A lot or singers don't like being identified with one song in particular. Do you have that with Moon River?
“No I think that’s stupid. Unless your hit song was Itsy Bitsy Polka Dot Bikini but if you have a good song like I Left My Heart in San Francisco you want to hear Tony Bennett do it and I know people want to hear me sing Moon River or they aren’t getting their money's worth. They want to hear the record they dated to or got married with. Certain songs mean a lot to certain people and Moon River is certainly one of them.”
What did you think when you saw Audrey Hepburn sing it in Breakfast at Tiffany’s?
“I got it from Henry Mancini the night after they recorded her in the movie and he said this is a song for you and I said I love your stuff anyway and I took it back to the head of the record company and he said I love Henry Mancini. I had recorded one of Henry’s songs before called Dreamsville. The guy in the record company didn’t like the line `my huckleberry friend', and didn’t think it would ring true with teenagers so I never recorded it until I was asked to sing it on the Academy Awards and we knew it was going to win. The next day it sold it almost half a million albums and I then made it the theme of my television show.

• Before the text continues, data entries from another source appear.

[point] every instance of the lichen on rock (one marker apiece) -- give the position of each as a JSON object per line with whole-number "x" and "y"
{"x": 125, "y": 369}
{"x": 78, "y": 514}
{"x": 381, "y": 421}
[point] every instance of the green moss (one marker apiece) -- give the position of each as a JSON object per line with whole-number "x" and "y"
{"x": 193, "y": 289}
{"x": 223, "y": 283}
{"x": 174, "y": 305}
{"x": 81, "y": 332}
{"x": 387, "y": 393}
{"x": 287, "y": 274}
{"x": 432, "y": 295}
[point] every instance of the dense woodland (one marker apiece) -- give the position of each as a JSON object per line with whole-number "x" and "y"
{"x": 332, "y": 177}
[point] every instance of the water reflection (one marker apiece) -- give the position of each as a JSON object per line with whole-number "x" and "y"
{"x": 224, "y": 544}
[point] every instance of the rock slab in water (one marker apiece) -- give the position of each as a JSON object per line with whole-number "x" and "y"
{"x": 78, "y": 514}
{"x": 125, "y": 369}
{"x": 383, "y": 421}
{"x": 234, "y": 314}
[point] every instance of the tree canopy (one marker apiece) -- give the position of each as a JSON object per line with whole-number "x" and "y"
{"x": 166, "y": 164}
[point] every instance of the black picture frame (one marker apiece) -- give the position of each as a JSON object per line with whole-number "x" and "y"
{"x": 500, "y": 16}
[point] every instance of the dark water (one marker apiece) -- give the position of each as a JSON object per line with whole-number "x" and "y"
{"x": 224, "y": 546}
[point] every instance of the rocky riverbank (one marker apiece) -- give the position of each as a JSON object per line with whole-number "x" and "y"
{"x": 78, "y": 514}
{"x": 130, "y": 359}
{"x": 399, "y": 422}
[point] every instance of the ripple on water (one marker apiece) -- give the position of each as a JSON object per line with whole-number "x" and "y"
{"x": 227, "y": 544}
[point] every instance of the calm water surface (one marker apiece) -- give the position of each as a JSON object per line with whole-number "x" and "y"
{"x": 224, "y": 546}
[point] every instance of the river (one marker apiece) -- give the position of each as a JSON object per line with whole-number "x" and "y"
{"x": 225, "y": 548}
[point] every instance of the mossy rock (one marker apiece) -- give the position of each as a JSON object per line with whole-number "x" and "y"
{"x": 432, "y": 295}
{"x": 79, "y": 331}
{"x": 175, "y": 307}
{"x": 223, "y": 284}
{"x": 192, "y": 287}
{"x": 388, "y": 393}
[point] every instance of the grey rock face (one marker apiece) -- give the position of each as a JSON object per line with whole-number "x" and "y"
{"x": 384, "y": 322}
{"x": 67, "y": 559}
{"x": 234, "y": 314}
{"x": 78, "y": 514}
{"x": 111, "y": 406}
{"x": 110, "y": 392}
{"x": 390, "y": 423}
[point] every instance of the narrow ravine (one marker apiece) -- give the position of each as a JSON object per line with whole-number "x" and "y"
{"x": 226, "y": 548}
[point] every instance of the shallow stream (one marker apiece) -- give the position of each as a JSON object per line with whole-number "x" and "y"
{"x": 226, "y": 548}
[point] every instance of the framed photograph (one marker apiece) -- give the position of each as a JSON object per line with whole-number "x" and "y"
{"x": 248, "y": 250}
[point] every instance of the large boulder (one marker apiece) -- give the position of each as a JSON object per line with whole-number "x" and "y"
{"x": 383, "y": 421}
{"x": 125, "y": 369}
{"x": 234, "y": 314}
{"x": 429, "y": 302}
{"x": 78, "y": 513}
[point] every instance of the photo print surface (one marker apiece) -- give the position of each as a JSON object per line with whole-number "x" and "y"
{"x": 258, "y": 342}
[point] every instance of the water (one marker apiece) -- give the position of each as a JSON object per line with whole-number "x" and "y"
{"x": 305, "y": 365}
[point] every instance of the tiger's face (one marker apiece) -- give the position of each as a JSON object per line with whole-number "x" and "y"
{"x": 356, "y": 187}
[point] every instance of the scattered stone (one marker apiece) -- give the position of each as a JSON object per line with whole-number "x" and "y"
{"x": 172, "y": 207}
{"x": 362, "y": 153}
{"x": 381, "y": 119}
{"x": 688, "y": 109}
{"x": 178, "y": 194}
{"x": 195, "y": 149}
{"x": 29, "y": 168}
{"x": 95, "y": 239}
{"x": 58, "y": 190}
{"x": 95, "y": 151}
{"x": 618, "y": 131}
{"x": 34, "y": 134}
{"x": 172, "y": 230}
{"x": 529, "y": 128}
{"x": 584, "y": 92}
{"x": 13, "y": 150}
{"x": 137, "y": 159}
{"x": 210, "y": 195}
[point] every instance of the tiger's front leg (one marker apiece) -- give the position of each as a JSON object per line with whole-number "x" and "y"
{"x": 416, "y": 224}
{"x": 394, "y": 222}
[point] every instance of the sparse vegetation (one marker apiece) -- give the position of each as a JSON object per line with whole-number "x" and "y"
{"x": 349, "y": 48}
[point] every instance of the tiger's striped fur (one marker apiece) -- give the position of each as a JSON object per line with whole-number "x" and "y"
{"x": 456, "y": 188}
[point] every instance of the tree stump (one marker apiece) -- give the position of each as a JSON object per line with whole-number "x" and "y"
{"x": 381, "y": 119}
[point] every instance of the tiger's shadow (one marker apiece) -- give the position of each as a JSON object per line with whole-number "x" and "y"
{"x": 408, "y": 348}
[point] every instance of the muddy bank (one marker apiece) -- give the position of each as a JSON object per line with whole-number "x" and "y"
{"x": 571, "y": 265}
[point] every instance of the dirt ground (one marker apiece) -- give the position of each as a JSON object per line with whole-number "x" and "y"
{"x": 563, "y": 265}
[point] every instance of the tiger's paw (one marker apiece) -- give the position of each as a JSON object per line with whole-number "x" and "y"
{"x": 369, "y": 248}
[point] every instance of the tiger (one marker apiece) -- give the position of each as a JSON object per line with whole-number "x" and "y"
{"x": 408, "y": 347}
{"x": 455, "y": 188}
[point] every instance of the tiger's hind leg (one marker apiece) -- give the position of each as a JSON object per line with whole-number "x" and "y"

But Danny Boy was what I was about at that time.”
They called Mel the Velvet Fog but did they have a nickname for you?
“In England they call me The Emperor of Smooth. Hahahaha. I had two big hit records in England that were 30 years old, Can’t Take My Eyes Off of You and Music to Watch Girls By. I was very surprised. It was wonderful. At the same time these nightclubs called lounges became very popular and people were dressing up and having cocktails with their dates and smoking cigars, not in jeans. They thought I was cool. They were playing Up, Up and Away. I became the coolest cat around.”
You had a spot of vocal chord trouble this year . . .
“I did. I didn’t sing for a year. It was terrible. I was afraid that if I had an operation on it I might not sound the same. It was a rather large node on the vocal chord and I couldn’t sing. It’s like two rubber bands, those vocal chords, and they make the sound by rubbing together and if there’s a bump no sound comes out at that point. It doesn’t hurt but I didn’t want to go through the operation and I found this guy who said maybe you won’t have to. He was one of the top guys in the country so he didn’t need the business. He said if you shut up for six months, don’t talk, don’t sing, it may go away and if it doesn’t we can operate in July and you can still open in September in your theatre. He told me to go play golf and don’t yell fore and I was fine.”
So what’s your secret?
“Hahaha. I have no secret. Luck I guess. I look pretty good, I take care of myself. I drink too much sometimes. I drink wine, stay away from beer because it’s fattening. Nobody wants a fat singer up on stage. Tom Jones was getting a little pudgy.”
Will we ever hear of your retirement?
“No. During the last year when I couldn’t sing at all. I came to two conclusions. One is that I didn't want to retire, and two I didn’t want to work. So I decided to sing only three and a half months a year. That’ll be it. No more touring and I’ll just come over to England to watch Wimbledon.”